Subjective and Objective Knowledge in a small and complex Relational Data Base

Philip Hughes Farro


The present paper combines work being carried out by the author in two fields of study: in the Professional Ethics task force of the Costa Rican Computer Professional College and in the postgraduate programme in Cognitive Science at the University of Costa Rica. The interrelationships between computer professionals, users, administrators and computer equipment are seen here as a scenario where ever-increasing complexity and technological dependence desperately require computer based explanatory tools. This requirement is justified on moral authority grounds [see Hoven 94] and a specific computer model is proposed for small and complex data bases.

Society, in its search to understand reality, has devised forms and representations for the data that particularly interests its wellbeing. Comparing Incan quipus with modern data bases we can find at least one common factor: vectorial data representation.

For the first time in history, information systems can produce answers in natural language to formulated questions. Previously, answers needed to be compiled and interpreted by a technician or expert who could understand not only the data context (aplication) but also the data representations and mechanisms used by the information system. Naturally the expert alone could give the reasoning behind the answers so produced.

Establish a truth value over a set of propositions is a necessary condition to exercising any profession. For example lawyers follow strict judicial protocol, designed to determine and document true events, maintained and developed for over 2000 years, and in medicine, clinical procedures are used in order to correctly diagnose illness. In informatics there is no established practice to determine the truth value of computer produced data, yet the term “computer profession” is in general use. The social and ethical consequences of this can be serious and far reaching.

As with the scientific method, the truth of a computer produced statement is dependent on perceived world data, effective measurement of the data, the model used to interpret the facts, the processes used in the model and the method used to display the results. An error in any one of these five processing areas can cause false results.

Increased complexity in information systems has tended to widen the gap between systems designers and future users who receive partial views of a data base with little possibility of inquiring into the original system design. That is, a user is epistemically dependent on the system creator. This situation has arisen probably because, with exponential increase in computing capacity, importance has been given to a cuantitive increase in users and data whereas the qualitative aspect of data manipulation, for example reasoning and verification, has remained at a mimimal level.

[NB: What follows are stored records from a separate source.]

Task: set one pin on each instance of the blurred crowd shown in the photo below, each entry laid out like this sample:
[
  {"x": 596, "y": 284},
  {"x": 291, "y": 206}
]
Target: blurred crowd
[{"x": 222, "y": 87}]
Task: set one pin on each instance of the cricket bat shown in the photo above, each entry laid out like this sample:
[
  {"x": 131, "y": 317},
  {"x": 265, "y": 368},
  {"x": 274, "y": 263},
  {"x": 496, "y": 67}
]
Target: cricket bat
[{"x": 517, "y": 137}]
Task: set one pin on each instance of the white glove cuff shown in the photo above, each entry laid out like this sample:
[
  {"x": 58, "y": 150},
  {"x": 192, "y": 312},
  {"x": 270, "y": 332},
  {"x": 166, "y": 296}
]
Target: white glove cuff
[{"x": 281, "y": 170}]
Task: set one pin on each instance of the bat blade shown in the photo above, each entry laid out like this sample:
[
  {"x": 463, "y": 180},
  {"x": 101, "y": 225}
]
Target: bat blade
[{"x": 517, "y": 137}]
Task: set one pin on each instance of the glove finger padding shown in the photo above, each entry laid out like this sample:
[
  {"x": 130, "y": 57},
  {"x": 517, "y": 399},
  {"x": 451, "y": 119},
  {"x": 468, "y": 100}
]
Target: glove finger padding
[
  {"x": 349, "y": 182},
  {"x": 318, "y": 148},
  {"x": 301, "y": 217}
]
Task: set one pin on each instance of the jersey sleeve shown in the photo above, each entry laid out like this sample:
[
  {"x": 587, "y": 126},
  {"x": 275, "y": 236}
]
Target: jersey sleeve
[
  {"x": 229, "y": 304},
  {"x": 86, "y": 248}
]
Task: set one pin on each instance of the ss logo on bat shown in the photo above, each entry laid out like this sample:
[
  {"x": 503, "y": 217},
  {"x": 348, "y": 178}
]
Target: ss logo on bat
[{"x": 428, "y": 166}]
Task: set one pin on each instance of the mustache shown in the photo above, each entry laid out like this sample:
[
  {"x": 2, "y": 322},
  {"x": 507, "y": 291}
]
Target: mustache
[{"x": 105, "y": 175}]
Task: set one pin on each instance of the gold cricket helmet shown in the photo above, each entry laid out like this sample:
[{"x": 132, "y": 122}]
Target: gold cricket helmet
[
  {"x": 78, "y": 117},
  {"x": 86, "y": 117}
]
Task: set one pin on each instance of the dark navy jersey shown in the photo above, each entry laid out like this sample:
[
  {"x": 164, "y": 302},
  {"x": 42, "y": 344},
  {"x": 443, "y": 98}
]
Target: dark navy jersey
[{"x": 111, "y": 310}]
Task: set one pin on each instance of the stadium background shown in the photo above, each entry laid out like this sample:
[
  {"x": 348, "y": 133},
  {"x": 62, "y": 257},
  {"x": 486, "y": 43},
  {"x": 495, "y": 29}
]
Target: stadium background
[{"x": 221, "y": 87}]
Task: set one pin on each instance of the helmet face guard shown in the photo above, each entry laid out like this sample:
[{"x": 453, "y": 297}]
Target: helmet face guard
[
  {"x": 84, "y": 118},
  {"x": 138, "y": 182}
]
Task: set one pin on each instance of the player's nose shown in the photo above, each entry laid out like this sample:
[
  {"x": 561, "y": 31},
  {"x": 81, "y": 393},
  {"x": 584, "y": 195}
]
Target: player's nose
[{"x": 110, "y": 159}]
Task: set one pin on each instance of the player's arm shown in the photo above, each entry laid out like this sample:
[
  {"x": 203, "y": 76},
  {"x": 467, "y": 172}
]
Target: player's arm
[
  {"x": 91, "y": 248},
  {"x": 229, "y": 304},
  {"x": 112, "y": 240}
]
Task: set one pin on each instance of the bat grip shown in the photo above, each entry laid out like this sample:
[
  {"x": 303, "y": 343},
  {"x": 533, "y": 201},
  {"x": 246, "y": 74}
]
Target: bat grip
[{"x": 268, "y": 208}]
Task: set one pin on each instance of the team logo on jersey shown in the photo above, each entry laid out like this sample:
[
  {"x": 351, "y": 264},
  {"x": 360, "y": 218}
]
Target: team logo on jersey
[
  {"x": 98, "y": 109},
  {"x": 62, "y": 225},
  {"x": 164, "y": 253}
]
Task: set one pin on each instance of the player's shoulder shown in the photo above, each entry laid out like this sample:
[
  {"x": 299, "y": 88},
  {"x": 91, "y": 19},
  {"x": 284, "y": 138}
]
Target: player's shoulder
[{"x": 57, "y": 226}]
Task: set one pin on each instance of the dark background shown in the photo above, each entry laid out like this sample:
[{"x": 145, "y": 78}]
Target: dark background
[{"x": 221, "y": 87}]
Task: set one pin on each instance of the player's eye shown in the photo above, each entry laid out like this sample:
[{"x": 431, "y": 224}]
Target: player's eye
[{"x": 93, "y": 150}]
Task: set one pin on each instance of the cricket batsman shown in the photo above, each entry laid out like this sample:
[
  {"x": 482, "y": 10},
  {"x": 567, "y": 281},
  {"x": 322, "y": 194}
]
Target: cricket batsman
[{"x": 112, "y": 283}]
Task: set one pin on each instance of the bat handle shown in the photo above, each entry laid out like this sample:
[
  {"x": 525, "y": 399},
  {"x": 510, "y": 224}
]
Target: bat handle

System and user documentation are traditionally offered as “explanation” to system operation, system design and user profiles. A user may receive answers from a system if he or she follows a required formalism in the submission of questions. However, systems may, and must, change rapidly to reflect needed corrections or new requirements. Documentation obviously cannot keep pace with system change. How therefore can truth values be assured across frequent model and data changes?

In answer to the stated problems above, we propose that the introduction of the question “why?” at all levels of data base usage (design staff, administrators and users) is critical. To a computer produced proposition X, the question “why X?” may be interpreted in two possible ways: as the chain of partial operational results from input data to X, or as that part of the model (system) that has been used to produce X. The scientific method requires both to be available, also that the chain and result be repeatable. In a very volatile system it may not be possible, with present day technology, to duplicate particular results.

Let us now propose a computer model that will begin to overcome the stated problems. In a compiled program or data base the original data structures, field names and operations are virtually lost in the resultant machine code. We therefore propose an interpreted data base as a means of ensuring permanent access to design and implementation criteria. In order to allow access to all raw and design data without previously establishing any user view bias leads us to furthur propose that all data be stored in RAM; in this way all possible search mechanisms can be optimized. We note here that this means that several typical database operations, such as indexing and joining, are unnecessary under this data modelling method.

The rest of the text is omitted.